Abba Shénouda est une grande icône du ministère apostolique, sa personnalité a  marqué profondément le cours de l'histoire de l'Eglise copte-orthodoxe comme le montre la brève biographie ci-dessous.

                                                         

-Nazir Gayed Raphael est né le 3 août 1923 à Abnoub, province d'Assiout en Haute Egypte.

 

- Dès l'âge de seize ans, il se met au service de l'Eglise et enseigne la catéchèse à "l'école du dimanche" de l'église saint Antoine de Shoubra au Caire.

 

- 1947. Titulaire d'une licence d'histoire de la Faculté de lettres du Caire.

 

- 1948. Diplôme d'Archéologie et langues classiques

            Il participe en qualité d'officier de l'armée égyptienne à la première guerre israélo-arabe.

 

- 1949. Après une licence en théologie au séminaire copte orthodoxe du Caire, il est nommé professeur d'exégèse et de dogmatique.

 

- Juillet 1954. Il devient moine au monastère "des Syriens" dans le désert de Scété. Il reçoit alors le nom d'abouna Antonious. Il lui est confiée l'obédience de bibliothécaire, puis il se retire en ermite dans une grotte du désert.

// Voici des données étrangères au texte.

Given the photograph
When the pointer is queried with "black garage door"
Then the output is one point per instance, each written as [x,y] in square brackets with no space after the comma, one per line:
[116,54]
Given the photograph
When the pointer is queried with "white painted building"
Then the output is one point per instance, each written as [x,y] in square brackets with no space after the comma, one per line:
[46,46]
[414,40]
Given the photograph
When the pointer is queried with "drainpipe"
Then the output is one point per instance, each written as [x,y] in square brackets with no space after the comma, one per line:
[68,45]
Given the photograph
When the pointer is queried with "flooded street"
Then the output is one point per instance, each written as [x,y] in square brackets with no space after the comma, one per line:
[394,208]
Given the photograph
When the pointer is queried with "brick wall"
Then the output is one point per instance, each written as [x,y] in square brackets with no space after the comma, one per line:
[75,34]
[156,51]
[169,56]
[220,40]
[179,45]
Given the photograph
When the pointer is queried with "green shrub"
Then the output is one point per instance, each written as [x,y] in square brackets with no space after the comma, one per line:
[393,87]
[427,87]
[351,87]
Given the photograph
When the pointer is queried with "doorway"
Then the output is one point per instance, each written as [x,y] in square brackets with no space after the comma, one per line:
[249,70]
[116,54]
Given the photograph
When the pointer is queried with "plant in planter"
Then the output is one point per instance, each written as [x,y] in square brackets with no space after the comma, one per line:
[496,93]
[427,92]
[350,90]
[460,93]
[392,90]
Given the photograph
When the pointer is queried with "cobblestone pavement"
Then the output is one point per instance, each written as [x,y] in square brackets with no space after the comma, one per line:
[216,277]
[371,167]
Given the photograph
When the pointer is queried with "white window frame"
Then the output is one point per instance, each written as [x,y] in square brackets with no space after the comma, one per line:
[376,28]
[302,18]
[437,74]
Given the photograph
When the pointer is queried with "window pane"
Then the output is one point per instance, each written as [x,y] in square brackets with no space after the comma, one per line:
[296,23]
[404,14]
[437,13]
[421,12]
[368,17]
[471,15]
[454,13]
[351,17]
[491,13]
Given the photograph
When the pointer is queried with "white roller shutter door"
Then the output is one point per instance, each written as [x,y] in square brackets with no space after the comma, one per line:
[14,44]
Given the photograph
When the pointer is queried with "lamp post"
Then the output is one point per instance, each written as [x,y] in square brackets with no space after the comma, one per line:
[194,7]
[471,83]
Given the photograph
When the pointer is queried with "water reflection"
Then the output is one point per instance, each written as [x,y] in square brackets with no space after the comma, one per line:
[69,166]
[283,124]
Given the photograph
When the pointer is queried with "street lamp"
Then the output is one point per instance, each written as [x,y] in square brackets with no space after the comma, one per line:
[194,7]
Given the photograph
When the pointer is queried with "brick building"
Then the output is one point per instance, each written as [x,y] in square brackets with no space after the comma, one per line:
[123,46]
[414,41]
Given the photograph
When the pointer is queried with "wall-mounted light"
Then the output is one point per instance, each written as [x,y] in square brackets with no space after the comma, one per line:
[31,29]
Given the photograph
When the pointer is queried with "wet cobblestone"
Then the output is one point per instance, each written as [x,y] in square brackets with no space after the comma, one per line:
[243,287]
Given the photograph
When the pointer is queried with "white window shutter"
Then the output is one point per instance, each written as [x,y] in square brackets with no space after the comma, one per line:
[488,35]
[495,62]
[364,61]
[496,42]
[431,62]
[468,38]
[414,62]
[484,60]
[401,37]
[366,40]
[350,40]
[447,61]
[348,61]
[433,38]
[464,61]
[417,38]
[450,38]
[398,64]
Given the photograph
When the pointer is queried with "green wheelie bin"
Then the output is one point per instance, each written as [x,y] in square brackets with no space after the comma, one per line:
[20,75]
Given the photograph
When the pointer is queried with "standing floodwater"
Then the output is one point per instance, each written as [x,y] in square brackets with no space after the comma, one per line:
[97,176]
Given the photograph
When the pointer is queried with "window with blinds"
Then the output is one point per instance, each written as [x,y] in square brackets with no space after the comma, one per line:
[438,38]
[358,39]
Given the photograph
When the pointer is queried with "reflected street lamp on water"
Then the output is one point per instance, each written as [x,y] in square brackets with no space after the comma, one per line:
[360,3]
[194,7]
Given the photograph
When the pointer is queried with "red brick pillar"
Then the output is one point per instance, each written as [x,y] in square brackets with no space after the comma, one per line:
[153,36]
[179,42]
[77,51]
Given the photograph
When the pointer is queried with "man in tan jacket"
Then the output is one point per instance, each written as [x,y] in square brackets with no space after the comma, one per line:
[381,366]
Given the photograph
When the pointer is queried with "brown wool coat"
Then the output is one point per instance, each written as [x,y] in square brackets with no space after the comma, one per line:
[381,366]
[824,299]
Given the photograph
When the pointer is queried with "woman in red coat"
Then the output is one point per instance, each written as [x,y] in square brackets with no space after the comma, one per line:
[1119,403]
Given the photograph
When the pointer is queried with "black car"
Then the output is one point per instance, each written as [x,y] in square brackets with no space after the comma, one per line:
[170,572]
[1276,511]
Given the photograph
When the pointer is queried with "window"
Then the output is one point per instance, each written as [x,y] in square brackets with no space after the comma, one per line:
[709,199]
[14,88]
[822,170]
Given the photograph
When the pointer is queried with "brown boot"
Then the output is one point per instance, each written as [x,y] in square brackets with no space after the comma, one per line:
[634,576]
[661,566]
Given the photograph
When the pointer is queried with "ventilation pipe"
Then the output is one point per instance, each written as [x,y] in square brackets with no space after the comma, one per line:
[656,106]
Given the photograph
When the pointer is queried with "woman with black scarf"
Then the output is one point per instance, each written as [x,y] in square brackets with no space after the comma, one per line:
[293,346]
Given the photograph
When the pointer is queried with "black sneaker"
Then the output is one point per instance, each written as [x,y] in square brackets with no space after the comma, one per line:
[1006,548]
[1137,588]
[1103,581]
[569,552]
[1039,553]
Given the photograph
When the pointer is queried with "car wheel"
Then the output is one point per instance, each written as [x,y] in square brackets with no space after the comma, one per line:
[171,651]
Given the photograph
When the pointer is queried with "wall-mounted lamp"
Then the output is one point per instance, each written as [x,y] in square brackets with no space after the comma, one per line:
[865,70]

                                                                  

- 1959. Sa Sainteté abba Cyrille, pape d'Alexandrie, l'appelle près de lui et lui confie les fonctions de secrétaire particulier.

 

- 1962. Sa Sainteté abba Cyrille le nomme directeur des Hautes Etudes Théologiques et l'ordonne évêque à ce titre.

 

- Octobre 1971. Il est élu 117è pape d'Alexandrie

                                                                       

 

- 14 novembre 1971, il est intronisé pape et patriarche d'Alexandrie, sous le nom de Shénouda III.  

Il met ses pas dans ceux de son prédécesseur, abba Cyrille, en poursuivant les relations de l’Eglise copte-orthodoxe avec les autres Eglises, l’affermissement de la vie monastique et une intense catéchèse dans les paroisses.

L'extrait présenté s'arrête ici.